It took me a little while to get used to the fact I'm getting married.
As a kid I wasn't one to dream up scenarios of my Prince Charming, or the Big Day.
I wouldn't call me, "girly".
Feminine but... white wedding dress, femme?
Sure, I've thought about tossing the garter into a small crowd of single women, but only because it goes against the status quo. No - I did not mean bouquet.
No one is going to tell me what I can and cannot have at my wedding. Who says it should been in the summer? Not me. Who says I need to have a "theme"? Not I. Who said a wedding has to be a one-day event? Nobody I want to know.
I guess the greatest thing about planning your wedding is you can take all the time you need.
It is your wedding after all.
We even waited nearly a full year to choose the date.
I thought for a long time about the date of our wedding. I wasn't sure that it should be on a Saturday. Saturday weddings are fabulous but the Sunday morning after? Yikes, no thank you!
The date had to include either a 2 or an 8 and when it doubt, 'try both' is my motto. And 28 it was.
Lucky for the procrastinating brides like me, there are a bunch of helpful websites, apps and tools online for the very purpose of planning a wedding. While I have said 'I want someone to plan the wedding for me', if I'm honest, I don't need someone else to plan our wedding.
I just need an Assistant Wedding Planner.
But first things first: Where do you have your wedding?
Today we can use our smartphones to easily search for popular, local wedding venues. Actually, we use our phones for everything: advertising; paying bills; sharing photos or video; assets and goals.
A quick search on Google for: How To Plan a Wedding, gives you a long list of To-Do's starting up to sixteen months before the wedding date. The Number 1 being a wedding folder or binder to keep everything organized (or at least together).

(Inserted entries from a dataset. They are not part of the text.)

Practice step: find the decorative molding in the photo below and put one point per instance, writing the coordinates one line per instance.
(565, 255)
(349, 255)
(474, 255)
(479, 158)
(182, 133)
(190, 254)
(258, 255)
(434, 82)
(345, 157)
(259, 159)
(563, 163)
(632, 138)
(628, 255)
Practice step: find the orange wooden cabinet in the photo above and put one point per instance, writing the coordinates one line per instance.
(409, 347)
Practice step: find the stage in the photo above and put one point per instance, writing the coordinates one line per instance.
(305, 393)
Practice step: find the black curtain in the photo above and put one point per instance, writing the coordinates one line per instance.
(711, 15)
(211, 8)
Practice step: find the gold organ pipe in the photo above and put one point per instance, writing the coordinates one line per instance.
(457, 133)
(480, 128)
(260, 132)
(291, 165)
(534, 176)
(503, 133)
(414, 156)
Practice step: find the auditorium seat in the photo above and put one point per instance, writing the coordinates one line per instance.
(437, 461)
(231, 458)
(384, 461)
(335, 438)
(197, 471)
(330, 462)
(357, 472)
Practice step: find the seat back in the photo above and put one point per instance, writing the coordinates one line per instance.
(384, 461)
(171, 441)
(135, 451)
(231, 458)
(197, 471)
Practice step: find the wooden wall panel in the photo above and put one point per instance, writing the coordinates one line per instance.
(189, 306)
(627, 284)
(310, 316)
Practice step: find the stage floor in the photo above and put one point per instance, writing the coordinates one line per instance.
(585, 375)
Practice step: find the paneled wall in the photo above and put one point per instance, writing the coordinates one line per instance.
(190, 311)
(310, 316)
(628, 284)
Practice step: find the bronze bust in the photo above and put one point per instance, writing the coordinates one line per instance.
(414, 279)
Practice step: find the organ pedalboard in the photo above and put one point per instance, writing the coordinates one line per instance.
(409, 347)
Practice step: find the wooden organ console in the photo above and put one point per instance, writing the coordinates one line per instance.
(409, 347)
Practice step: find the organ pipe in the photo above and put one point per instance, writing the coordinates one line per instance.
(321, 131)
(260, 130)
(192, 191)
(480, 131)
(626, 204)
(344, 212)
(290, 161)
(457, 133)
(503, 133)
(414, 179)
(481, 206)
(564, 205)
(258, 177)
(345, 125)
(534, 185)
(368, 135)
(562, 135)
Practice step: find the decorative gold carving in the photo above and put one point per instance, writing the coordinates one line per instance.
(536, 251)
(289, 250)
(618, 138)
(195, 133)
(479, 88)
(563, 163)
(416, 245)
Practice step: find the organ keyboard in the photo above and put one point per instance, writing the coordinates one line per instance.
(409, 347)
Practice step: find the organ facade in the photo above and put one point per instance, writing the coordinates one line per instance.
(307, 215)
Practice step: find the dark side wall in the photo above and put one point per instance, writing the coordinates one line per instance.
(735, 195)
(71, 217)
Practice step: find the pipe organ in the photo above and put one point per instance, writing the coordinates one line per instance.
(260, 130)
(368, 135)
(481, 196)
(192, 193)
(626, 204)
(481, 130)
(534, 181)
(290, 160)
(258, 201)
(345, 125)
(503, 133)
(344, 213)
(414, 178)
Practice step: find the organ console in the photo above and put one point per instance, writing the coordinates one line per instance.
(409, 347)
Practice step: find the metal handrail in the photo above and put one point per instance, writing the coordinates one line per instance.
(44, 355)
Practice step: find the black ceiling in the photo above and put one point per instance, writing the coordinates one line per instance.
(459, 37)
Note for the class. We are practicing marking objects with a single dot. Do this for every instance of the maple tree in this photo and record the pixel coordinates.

My wedding binder started as a sketch book. I made a couple notes, a few lists and Voila!
I had nothing.
Number 2, and possibly the most important component when planning a wedding is the budget.
Budgeting your wedding is a tough one. It's important to answer a few tough questions before deciding how to spend money on your wedding.
Do you have any savings? Okay, maybe just one tough question... but let's get real, money makes a lot of things easier. And if this is your first wedding then you probably want it to be incredible.
And if you ask me, I'd like it to be my last one too.
But if your wedding is in the winter and you'd like to have real flowers in attendance but you live in a "winter city" you'd be charged more for flowers then, right? So you have that cost to consider.
And speaking of attendance, if you are having out of town guests it's a good idea to consider finding them accommodations. Then there's the time off work you'll need.
If you asked me two months ago, Guest List should be Number 1, Venue would be Number 2 but then that bumps Budget down to Number 3. Or is Budget Number 1 and Guest List Number 2 and Venue Number 3?
Fuck...
Good thing I just started?
After having attended many, many weddings (7 in 2014 alone) I can certainly say the budget will get you your dream venue, or perfect attire or epic menu. I have seen weddings cost anywhere between $5,000 and $95,000 in Calgary. Some of the coolest and craziest things will happen at weddings.
People today are having big, bouncy castles at their wedding receptions. I think I only love this idea because my younger brother and I share a birthday month, so Mom and Dad always celebrated us together with a backyard BBQ featuring a bouncy house. Every kid who lived within two blocks would be there. It's like getting married in a tiny town, where everybody knows everybody and everyone's invited.
One of the most difficult things about getting married is finding the venue. I can't speak for those of you who have been waiting for the opportunity to plan your main event all your life. But I wasn't one of the kids who got married on the playground in elementary. I think I was actually the officiant.
And it wasn't so much that I had never thought about getting married before, as it was about becoming someone's wife. Because being a bride is all fine and dandy but what you're really doing is committing to someone for the rest of your life.
It's one of the wildest things for me, to see people become engaged and married and then separated and divorced in the blink of an eye almost. What are you doing to each other? Life is short.
You can't waste too much time planning your wedding(s).